# Ottawa Restaurant



## Sylvia W (Aug 16, 2006)

We are celebrating our 40th anniversary in Ottawa Oct 8 at the Lord Elgin as this is where we spent the first night of our honeymoon.  Can anyone recommend a good place to eat within walking distance.  We like all kinds of food but do not want to spend more than $200.  Thanks   sylvia


----------



## Victoria (Aug 16, 2006)

Try the Chateau Laurier.  It is a Fairmont Hotel - very elegant!


----------



## tashamen (Aug 17, 2006)

We stayed at the Lord Elgin last year on our 24th annivesary - congrats on 40!

I'd recommend Luxe Bistro in the Byward Market area - an easy walk.  Easily the best meal we had on that trip (and we had many very good ones).


----------



## SteveH (Aug 17, 2006)

Hi Sylvia:
You could probably squeek by for $200 at Signatures, the Cordon Blue School's restaurant.  It's one of only two CB schools in North America.  (the other is in Las Vegas)  It's about a 30 minute walk right down Laurier St into Sandy Hill.
Check out the menu at http://www.lcbottawa.com/
Steve


----------



## caribbeansun (Aug 18, 2006)

One of our favourites is Vittoria Trattoria in the Byward Market


----------



## Sylvia W (Aug 19, 2006)

Thanks for all the suggestions.  Has anyone gone to the Merlot at the Marriott?  Hubby thinks he would like the view.   Sylvia


----------



## DG001 (Sep 11, 2006)

*Merlot is good*

I have been to the revolving restaurant on top of the Marriott (I think thats the Merlot?) for brunch, and had been there for dinner when it was not a Marriott (was it a Radisson? - this was some years ago). It is very nice - elegant, and the service is really good. 

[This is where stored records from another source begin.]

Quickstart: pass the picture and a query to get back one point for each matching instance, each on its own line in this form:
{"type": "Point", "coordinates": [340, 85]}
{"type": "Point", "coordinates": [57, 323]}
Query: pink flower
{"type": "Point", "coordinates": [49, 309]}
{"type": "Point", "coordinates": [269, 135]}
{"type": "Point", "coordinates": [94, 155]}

I would say though, that I preferred the brunch buffet, just because I could enjoy the view more. Food was good. Beautiful views!


----------



## Sylvia W (Sep 11, 2006)

Thanks for the info on the Merlot.  We reserved for 6 o'clock as the weather network says twlight is at 6:38.  Thought we would get the view plus see the lights come on.  If the service is as good as the person making the reservation was, we should have a nice evening.  Sylvia


----------